No es la primera vez que me pasa que acabo en la cama con alguien y no soy capaz de recordar cómo hemos llegado hasta aquí. Esta vez todo es blanco. Las sábanas son blancas, las paredes son blancas, la habitación inmensa es blanca, es un local a pie de calle, desde fuera entra una luz blanca de primera hora de la mañana, la Niña Roja está a mi lado, es blanca y lleva unas braguitas blancas. La despierto acariciándole el pelo, se pone de rodillas encima de mí, le doy un beso en uno de sus pezoncitos y se ríe. Se me pone muy dura. Nos miramos como si no nos hubiésemos visto nunca. Nos hemos visto mil veces pero nunca en la cama, los dos solos y casi desnudos.
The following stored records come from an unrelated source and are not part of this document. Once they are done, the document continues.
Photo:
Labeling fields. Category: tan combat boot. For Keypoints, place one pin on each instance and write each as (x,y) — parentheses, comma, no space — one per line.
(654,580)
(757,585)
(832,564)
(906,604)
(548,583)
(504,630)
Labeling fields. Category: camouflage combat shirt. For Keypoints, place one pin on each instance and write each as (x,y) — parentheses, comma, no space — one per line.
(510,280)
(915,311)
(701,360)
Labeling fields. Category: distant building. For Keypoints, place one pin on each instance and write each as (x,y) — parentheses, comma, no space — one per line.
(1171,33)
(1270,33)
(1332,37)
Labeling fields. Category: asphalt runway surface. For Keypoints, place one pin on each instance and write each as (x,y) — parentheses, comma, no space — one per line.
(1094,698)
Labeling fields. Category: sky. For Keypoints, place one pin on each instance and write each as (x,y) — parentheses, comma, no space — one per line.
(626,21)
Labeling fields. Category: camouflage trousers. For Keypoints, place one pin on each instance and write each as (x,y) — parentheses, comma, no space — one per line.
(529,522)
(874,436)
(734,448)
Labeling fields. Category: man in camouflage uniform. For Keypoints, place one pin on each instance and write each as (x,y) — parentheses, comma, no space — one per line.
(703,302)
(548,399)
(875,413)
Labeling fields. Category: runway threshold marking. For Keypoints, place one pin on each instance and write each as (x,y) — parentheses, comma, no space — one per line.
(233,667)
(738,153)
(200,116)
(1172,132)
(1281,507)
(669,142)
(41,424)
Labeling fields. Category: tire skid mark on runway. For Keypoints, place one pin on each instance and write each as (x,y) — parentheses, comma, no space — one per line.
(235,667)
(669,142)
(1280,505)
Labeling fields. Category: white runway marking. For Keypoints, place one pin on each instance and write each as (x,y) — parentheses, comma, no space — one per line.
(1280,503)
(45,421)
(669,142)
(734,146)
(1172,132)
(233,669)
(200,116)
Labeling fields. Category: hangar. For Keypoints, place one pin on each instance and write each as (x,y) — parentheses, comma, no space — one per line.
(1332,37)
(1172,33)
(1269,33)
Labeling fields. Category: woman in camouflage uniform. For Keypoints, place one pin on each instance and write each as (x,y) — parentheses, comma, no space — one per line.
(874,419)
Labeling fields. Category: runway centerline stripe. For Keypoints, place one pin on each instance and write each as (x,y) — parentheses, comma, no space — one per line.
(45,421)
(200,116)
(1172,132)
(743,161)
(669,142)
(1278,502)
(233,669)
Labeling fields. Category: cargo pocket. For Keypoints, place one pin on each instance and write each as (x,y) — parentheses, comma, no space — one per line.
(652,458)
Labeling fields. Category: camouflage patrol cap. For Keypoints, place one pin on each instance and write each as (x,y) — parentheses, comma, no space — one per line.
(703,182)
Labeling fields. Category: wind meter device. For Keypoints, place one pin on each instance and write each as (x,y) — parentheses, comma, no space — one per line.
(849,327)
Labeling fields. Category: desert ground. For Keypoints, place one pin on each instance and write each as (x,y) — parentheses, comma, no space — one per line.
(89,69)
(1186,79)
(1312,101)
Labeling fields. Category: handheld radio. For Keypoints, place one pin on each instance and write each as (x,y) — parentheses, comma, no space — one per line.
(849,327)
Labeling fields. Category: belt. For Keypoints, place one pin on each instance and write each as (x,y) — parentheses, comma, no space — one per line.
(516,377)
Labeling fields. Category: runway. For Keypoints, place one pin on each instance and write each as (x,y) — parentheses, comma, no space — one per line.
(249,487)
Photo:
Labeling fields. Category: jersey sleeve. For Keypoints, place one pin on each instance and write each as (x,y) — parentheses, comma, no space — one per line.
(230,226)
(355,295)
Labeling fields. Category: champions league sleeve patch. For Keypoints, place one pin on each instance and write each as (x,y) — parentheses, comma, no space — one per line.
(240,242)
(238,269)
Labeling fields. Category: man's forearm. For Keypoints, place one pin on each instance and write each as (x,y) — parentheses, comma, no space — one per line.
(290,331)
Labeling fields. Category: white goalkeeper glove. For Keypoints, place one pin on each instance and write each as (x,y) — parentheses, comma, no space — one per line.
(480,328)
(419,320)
Entonces oímos un ruido enfrente de la cama, un poco más allá, aparece una chica que ha abierto la puerta de la calle con su llave y entra como pedro por su casa. Me levanto para cerrar la puerta corredera que nos separa de esa parte de la sala y vuelvo corriendo a la cama. Pero la otra puerta, a la izquierda de la cama, se abre y aparece un montón de mujeres vestidas con chándal, que hablan holandés y se instalan en las colchonetas que están esparcidas por la sala. Y comienzan a pasarse pelotas de plástico hinchable, como las de ir a la playa, y a jugar y reírse entre ellas.
Se nos acabó el tiempo. Había que darse prisa pero no lo sabíamos. ¿Quién se podía esperar esto?